Exposant qu'il ressort clairement des éléments du dossier que l'appelante multiplie vainement et abusivement procédures et voies de recours à leur encontre pour tenter d'échapper à ses engagements, que son comportement les contraint à provisionner le risque même improbable d'une condamnation, et qu'il en découle un préjudice financier certain dès lors que leurs fonds propres, sur la base desquels sont calculés leur ratio d'endettement et leur capacité d'intervention sur leur marché respectif, se trouvent comptablement réduits, la Caisse Régionale de Crédit Agricole Mutuel Provence Côte d'Azur et la SA CAMCA Assurance sollicitent sa condamnation à leur payer, par application de l'article 1240 du code civil, la somme de 9.000 euros, correspondant à environ 1 % des sommes qu'elle leur réclame injustement, à laquelle peut être raisonnablement évalué ce préjudice financier.

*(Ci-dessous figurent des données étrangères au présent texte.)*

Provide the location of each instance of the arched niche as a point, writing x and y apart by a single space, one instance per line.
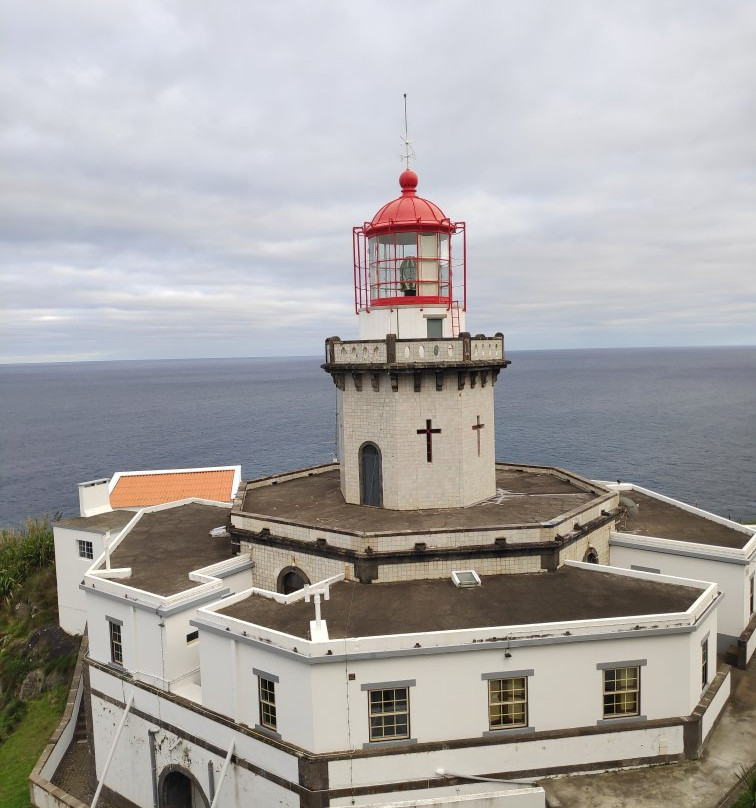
291 579
179 788
371 475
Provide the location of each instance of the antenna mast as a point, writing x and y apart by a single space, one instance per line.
409 152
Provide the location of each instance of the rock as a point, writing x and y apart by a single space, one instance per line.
22 610
53 679
32 685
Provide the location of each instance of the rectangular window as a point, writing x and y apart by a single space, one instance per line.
508 703
85 549
621 692
266 689
389 714
116 644
435 327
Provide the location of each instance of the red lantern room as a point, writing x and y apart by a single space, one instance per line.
403 258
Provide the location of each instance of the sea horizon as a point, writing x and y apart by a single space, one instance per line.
678 420
312 355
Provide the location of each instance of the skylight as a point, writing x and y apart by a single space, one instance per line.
465 578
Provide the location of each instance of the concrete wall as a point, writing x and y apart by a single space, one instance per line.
468 795
457 475
323 709
70 569
732 578
184 739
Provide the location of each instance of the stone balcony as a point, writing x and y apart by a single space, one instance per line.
415 354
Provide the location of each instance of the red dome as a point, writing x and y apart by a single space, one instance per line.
409 211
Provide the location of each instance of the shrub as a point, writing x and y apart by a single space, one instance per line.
22 551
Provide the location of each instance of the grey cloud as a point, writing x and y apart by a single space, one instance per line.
182 178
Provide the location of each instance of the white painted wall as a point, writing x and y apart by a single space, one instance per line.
457 475
732 578
323 711
467 795
130 772
407 322
70 569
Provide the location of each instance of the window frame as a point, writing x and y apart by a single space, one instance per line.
514 708
115 638
613 668
88 548
267 707
395 738
504 676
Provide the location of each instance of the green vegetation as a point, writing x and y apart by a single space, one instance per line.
36 656
19 753
23 551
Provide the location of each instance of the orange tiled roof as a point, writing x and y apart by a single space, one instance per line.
137 490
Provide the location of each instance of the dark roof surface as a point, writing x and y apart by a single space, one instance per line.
526 497
111 520
665 521
165 546
364 610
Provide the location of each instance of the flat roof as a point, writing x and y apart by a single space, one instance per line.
166 545
664 520
110 520
524 497
406 607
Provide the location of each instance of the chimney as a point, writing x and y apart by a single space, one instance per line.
94 497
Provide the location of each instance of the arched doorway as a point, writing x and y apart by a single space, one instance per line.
178 789
591 556
371 478
291 579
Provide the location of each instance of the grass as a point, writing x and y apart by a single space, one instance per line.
19 754
22 551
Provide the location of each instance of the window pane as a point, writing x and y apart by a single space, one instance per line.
621 692
389 713
507 702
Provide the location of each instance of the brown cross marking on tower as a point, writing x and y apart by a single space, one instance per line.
477 427
428 432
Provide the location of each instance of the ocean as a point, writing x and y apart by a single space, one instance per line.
681 421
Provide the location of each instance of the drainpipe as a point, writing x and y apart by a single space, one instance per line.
112 751
223 774
152 732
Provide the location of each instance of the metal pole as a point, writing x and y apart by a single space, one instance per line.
223 774
112 751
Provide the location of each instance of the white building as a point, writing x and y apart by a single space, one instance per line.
385 629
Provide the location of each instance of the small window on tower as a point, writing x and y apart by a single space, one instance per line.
435 327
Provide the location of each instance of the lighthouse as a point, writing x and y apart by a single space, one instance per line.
415 406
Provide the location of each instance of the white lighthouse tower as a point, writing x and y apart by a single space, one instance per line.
415 392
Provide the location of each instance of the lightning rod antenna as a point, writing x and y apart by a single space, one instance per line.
409 152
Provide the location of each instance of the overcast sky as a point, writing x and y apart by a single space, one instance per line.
180 179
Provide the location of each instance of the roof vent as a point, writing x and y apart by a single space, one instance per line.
465 578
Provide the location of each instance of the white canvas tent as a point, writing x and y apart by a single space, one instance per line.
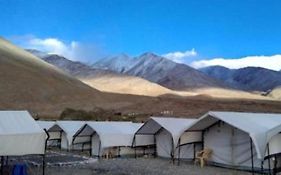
103 137
63 131
165 133
54 137
45 124
240 140
20 134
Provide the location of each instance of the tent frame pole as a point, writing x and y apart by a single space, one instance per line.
60 139
2 165
98 150
45 148
179 151
252 156
269 163
134 146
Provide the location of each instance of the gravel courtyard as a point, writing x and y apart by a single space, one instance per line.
64 163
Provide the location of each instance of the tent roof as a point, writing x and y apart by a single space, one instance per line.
46 124
111 133
18 122
260 126
175 126
114 127
20 134
68 126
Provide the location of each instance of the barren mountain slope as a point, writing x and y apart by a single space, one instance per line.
27 82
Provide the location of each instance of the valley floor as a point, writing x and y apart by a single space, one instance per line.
73 164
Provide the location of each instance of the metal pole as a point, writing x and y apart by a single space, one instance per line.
179 151
269 163
46 142
155 146
2 165
252 159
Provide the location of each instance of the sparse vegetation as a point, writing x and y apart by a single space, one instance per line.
97 114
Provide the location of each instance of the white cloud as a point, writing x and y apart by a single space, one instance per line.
73 50
180 57
270 62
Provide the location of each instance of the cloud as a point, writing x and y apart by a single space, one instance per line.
270 62
180 57
73 50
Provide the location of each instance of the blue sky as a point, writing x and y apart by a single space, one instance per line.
203 29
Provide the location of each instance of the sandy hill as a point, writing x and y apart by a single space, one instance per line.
105 80
27 82
114 82
275 93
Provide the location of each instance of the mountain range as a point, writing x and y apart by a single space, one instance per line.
159 70
104 80
248 78
30 83
123 74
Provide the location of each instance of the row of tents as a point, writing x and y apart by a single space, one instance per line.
250 141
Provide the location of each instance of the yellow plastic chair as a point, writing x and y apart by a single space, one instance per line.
203 156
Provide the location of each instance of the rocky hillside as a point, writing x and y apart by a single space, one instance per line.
249 78
159 70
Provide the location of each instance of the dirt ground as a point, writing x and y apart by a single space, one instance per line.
66 163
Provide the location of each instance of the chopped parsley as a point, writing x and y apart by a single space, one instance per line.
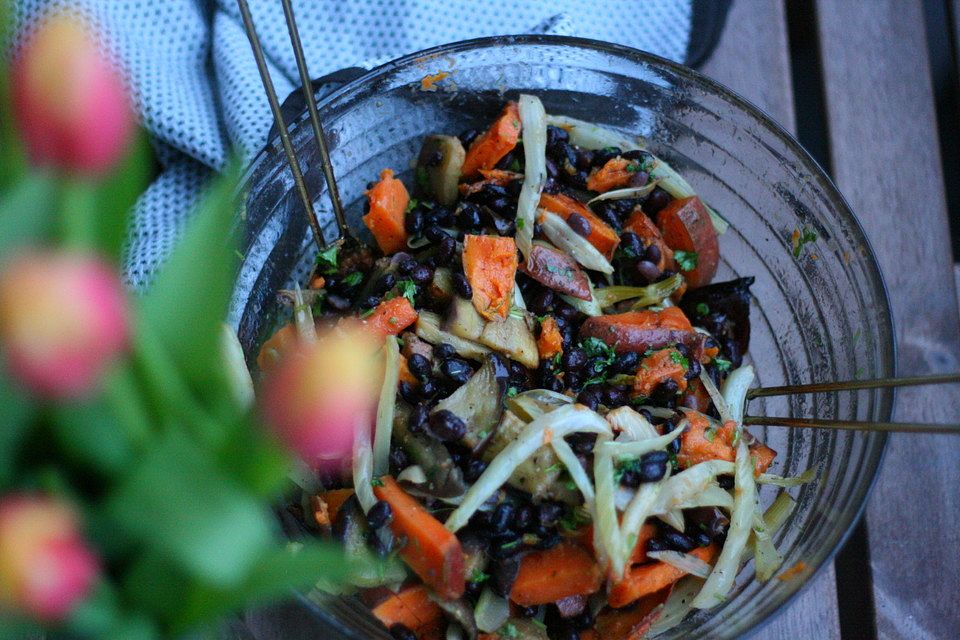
327 259
800 238
687 260
479 576
680 359
422 177
408 289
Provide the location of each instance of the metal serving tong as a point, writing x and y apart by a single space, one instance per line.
344 232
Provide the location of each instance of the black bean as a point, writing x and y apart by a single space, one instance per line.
501 517
574 359
462 286
407 265
540 303
580 225
419 366
653 253
457 369
400 632
413 221
444 351
422 274
503 574
445 426
468 136
590 397
380 514
428 389
339 303
473 469
615 397
418 418
653 466
678 541
548 513
656 201
647 271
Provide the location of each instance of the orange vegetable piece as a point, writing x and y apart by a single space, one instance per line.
276 347
550 342
646 579
615 174
388 208
390 317
634 622
602 236
490 264
641 224
701 442
640 330
432 551
411 607
659 367
494 143
686 226
547 576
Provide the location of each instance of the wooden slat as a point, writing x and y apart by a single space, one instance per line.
885 157
753 59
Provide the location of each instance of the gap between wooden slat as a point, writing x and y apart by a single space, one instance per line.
854 592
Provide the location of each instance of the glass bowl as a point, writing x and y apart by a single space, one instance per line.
818 316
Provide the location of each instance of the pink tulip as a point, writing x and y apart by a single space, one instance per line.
71 106
320 394
45 566
63 320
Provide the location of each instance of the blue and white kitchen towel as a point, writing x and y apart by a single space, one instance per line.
198 93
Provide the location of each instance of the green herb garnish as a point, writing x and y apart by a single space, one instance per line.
687 260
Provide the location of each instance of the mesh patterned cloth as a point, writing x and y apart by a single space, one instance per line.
198 93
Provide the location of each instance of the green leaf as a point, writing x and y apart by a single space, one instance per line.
178 504
16 414
687 260
189 298
26 210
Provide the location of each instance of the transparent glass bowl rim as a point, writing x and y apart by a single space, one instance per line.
643 58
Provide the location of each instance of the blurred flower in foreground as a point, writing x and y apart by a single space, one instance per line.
63 319
69 102
45 565
321 393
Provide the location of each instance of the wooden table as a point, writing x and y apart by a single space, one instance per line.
864 71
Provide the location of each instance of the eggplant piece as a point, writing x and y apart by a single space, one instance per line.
444 478
440 161
556 270
479 401
541 475
727 316
512 337
463 320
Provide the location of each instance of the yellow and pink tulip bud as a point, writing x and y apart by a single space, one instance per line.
70 104
320 394
46 567
63 321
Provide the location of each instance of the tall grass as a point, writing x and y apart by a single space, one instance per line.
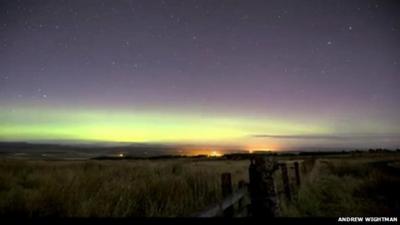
162 188
346 187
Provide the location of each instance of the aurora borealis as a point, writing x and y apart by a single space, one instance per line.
251 74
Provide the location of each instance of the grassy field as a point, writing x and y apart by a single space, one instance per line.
331 186
353 186
164 188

Cependant, les intimées ne justifiant pas du préjudice particulier qu'elles invoquent en lien avec l'acharnement procédural reproché à X. dans le cadre de la présente action, leur demande en paiement de dommages et intérêts est rejetée.

 

DISPOSITIF (décision proprement dite)                             (N.B. : mention ne figurant pas sur l’original)

PAR CES MOTIFS :

La cour,

Statuant publiquement et contradictoirement,

Confirme le jugement entrepris, sauf en ce qu'il a condamné Mme X. à payer à titre de dommages et intérêts 3.000 euros à la Caisse Régionale de Crédit Agricole Mutuel Provence Côte d'Azur, 3.000 euros à la Caisse d'Assurances Mutuelle du Crédit Agricole et 3.000 euros à la CAMCA Assurance SA,

L'infirme de ce chef, et statuant à nouveau,

Déboute la Caisse Régionale de Crédit Agricole Mutuel Provence Côte d'Azur et la SA CAMCA Assurance de leur demande de dommages et intérêts,

Y ajoutant,

Condamne X. à payer à la Caisse d'Assurances Mutuelle du Crédit Agricole, la SA CAMCA Assurance et la Caisse Régionale de Crédit Agricole Mutuel Provence Côte d'Azur la somme de 3.000 euros, chacune, sur le fondement de l'article 700 du code de procédure civile,

La condamne aux dépens, dont distraction conformément aux dispositions de l'article 699 du code de procédure civile.